Research around the Australian bushfires revealed that the conditions leading to these events are likely to re-occur in the future. Therefore the ability to predict fires is more important than ever. Satellite-based technology combined with AI can help limit the damage.
In 10 seconds? Machine learning algorithms using satellite-derived data can be used to predict wildfires with great accuracy. The tech allows providing near-real-time global alerts to reduce the devastation that we experienced during the recent Australian wildfires. (Read the science)

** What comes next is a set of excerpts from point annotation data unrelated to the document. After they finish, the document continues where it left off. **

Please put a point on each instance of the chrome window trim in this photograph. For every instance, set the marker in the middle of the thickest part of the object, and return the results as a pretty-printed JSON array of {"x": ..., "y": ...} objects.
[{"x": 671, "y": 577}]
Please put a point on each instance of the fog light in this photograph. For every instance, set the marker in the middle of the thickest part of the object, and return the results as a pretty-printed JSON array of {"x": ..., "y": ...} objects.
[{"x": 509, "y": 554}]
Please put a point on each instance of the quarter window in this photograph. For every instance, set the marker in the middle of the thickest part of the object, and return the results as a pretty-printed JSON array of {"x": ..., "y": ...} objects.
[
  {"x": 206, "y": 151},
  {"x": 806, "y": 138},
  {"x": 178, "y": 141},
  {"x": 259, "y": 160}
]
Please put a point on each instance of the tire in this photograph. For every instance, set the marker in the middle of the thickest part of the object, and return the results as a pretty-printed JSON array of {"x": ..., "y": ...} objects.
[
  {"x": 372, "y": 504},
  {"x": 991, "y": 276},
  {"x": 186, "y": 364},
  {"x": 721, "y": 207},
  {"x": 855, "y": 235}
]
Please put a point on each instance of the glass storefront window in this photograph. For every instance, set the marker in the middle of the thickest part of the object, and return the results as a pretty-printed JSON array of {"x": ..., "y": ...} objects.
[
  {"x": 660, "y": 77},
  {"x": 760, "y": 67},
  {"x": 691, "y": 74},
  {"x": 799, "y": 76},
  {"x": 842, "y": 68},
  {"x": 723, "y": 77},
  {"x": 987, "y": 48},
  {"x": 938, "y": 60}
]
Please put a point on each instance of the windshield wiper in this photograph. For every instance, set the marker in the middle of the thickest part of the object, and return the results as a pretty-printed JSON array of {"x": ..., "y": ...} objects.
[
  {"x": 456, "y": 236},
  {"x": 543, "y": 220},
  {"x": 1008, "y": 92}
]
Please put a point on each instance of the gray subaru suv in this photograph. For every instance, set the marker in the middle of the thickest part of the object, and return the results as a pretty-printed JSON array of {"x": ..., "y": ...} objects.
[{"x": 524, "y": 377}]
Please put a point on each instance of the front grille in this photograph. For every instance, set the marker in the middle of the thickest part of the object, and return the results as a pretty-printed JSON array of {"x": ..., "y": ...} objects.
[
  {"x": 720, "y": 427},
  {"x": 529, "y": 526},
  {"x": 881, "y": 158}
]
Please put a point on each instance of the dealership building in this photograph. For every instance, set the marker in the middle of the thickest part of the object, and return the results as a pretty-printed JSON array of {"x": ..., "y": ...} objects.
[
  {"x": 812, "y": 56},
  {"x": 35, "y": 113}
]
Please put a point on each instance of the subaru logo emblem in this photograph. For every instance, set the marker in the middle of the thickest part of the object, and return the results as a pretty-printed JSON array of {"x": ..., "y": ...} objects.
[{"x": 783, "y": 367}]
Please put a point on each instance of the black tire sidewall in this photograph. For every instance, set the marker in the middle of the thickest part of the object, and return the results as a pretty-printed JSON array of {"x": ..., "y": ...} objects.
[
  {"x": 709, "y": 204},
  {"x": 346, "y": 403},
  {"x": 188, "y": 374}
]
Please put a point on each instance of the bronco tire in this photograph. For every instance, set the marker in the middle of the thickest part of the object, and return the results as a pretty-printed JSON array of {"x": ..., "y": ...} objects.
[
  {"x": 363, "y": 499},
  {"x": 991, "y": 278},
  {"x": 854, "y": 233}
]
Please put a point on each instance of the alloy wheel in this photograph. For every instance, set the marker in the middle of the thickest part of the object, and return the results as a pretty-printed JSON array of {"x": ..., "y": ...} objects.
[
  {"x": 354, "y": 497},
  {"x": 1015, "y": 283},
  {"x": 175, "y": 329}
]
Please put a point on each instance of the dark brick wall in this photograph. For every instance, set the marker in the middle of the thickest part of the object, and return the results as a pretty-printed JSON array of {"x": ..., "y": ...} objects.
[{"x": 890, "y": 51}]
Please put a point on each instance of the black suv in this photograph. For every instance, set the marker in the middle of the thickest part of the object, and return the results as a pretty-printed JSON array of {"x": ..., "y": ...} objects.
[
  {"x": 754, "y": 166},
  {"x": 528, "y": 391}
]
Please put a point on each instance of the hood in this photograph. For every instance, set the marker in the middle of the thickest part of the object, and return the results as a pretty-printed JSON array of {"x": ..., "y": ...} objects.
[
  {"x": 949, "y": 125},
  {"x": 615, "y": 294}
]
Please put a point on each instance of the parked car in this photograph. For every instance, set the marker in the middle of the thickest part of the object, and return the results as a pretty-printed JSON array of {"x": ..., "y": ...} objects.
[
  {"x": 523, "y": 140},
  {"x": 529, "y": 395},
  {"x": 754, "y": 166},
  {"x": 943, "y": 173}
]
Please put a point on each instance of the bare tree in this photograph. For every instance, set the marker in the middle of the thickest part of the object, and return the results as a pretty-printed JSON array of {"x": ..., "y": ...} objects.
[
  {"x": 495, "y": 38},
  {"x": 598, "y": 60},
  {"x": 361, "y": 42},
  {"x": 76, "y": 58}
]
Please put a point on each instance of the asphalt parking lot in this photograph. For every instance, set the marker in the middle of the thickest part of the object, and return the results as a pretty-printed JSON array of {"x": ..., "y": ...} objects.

Shouldn’t we focus on climate change? Well, climate change was just one factor in the current devastation. Recent research suggests that it aggravates the weather phenomena that were its ‘partners in crime’ fanning the bushfires. One of them was the ‘Indian Ocean Dipole’, which in its current phase created a difference in sea temperatures, resulting in less rain. Another, Southern Annular Mode brought hot winds, boosting the droughts and heat that already created favourable conditions for the fires. So, we know, the fire risk will not diminish, but we need to know where to expect the flames. (Find out more)
How can satellites predict fires and not just detect them? Satellites are just one element in remote sensing applications. NASA’s Moderate Resolution Imaging Spectroradiometer (MODIS), circling the Earth on two satellites provides important data about the atmosphere, oceans and objects on land, like forests and changes in their composition over time. Machine learning algorithms using its data and taking into account natural and human risk factors can forecast fires with great accuracy. (Read more)
How do they do that? Researchers, for example, combined satellite and geographic data from actual locations and compared it with historical measurements from four large forest fires in Greece. Using data from MODIS they created a model of ‘dry fuel connectivity’ that predicts fire risks based on areas of dry vegetation. Adding variables about the moisture levels of the plants and the geography of the area, they managed to produce accurate predictions of likely fires. Other researchers have created a similar predictive tool for south-eastern Australia. (Find out more)
And do we need expensive satellites for forecasting? The development of aircraft and drone-mounted sensors have recently made a leap that can revolutionise the way they’ll be able to detect and help suppress wildfires. The technology includes hyperspectral cameras, image intensifiers and thermal cameras that can be carried by autonomous drones, guided by a sophisticated algorithm that “rewards” itself for finding disaster areas. (Read more)
Can remote sensing help with relief work? Yes, it can. For example, by measuring ground movement with satellite-borne radars and Earth-based optical remote sensing tools we can spot ‘deformations’ in forests and thus spot wildfires. The moisture content of the vegetation is also an important piece of information and can also be remotely sensed from satellites. The indexes generated from these readings can help estimate the destruction and predict vegetable regrowth, which is essential for the return of wildlife. Additionally, remote sensing can improve conservation efforts providing data about the canopy height of forests, the state of biomass, species’ diversity and help better prepare for wildfires. (Find out more)
Remote sensing – it started with balloons
This first attempt at gathering remote sensing data happened way before the launch of the era of satellites.
At the dawn of the 20th Century, photographer George R. Lawrence had the idea of launching into aerial photography using his experience of building balloons and kites.
In 1906, after the devastating earthquake and fires that hit San Francisco, Lawrence used 10 kites to lift a heavy, 22 kg camera to 600m and take a panoramic photo of the city, documenting the ruins.
The development of radars, sonars and thermal infrared detection during World War II paved the way for today’s sensors that can measure objects even from space with the use of electromagnetic energy.